Consider some random variables $Y_1,\ldots, Y_n\in L^2(\Omega,\mathcal{F},P)$ and the inner product $$\langle X,Y\rangle_{L^2}=E[XY].$$ Moreover, let $\mathcal{L}^Y=\overline{\operatorname{span}}(Y_1,\ldots,Y_n)\subset L^2$ be the closure of the all linear combinations of $Y_1,\ldots,Y_n$. By the Hilbert projection theorem, for any $X\in L^2$ there exists a unique $P_Y^\bot X\in\mathcal{L}^Y$, that minimizes the distance to $\mathcal{L}^Y$, i.e. for any $Z\in\mathcal{L}^Y$ it holds $$E[(X-P_Y^\bot X)^2]=\lVert X-P_Y^\bot X\rVert_{L^2}^2\le \lVert X-Z\rVert_{L^2}^2=E[(X-Z)^2]$$
Something similiar is true for the conditional expectation $E[X|Y_1,\ldots, Y_n]$. It is $\sigma(Y_1,\ldots, Y_n)$-measurable and for any other $\sigma(Y_1,\ldots, Y_n)$-measurable random variable $Z$, it holds $$E[(X-E[X|Y_1,\ldots,Y_n])^2]\le E[(X-Z)^2].$$
with equality if and only if $Z=E[X|Y_1,\ldots,Y_n]$.
Now I am wondering, if these two random variables coincide?
I am tempted to say, that $P_Y^\bot X$ is a linear combination of $Y_1,\ldots, Y_n$, such that there is a Borel function $f$ with $P_Y^\bot X=f(Y_1,\ldots, Y_n)$ yielding that $P_Y^\bot$ is $\sigma(Y_1,\ldots, Y_n)$-measurable. This would imply
$$E[(X-E[X|Y_1,\ldots,Y_n])^2]\le E[(X-P_Y^\bot X)^2].$$
However, in reality $P_Y^\bot X$ only needs to sit in the closure of the $\operatorname{span}(Y_1,\ldots, Y_n)$. So I am not convinced yet.
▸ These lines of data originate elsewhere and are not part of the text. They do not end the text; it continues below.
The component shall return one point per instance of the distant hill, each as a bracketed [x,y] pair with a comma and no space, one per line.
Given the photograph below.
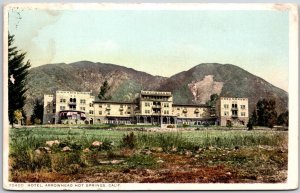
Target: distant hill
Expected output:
[198,83]
[192,86]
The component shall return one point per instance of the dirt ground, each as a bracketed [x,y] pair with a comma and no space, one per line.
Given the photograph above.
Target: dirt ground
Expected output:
[261,165]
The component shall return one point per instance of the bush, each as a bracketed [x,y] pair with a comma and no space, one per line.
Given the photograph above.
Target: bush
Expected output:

The other way around, I am tempted to say, that any Borel function $f$ can be somehow represented or approximated by linear combinations of its arguments, which should then imply $E[X|Y_1,\ldots,Y_n]\in\mathcal{L}^Y$ and
$$ E[(X-P_Y^\bot X)^2] \le E[(X-E[X|Y_1,\ldots,Y_n])^2],$$
such that $ E[X|Y_1,\ldots,Y_n]=P^\bot_Y X$ with the inequality above.
But this argumentation is even less convincing to me.
Is my claim true? How should I prove it? Or do there exist any counter examples?
No, they are not equal. The span of $Y_1, \ldots , Y_n$ is a much smaller subspace than $L^2(\Omega, \sigma(Y_1, \ldots , Y_n), \mathbb{P})$; for instance, the former often doesn't contain $Y_1^2$.
For instance, take normalised Lebesgue measure on $[-1,1]$ and $Y(\omega) = \omega$ (so that $Y$ is a uniform random variable on $[-1,1]$) and $X = Y^2$. Then, $E(X|Y) = Y^2$, but $$\mathrm{proj}_{\mathrm{span}(Y)}(X) = Y\arg\min_a E[(Y^2 -aY)^2] = Y\frac{E(Y^3)}{E(Y^2)} =0\neq Y^2$$ where we minimised a quadratic polynomial in $a$ to perform the optimisation.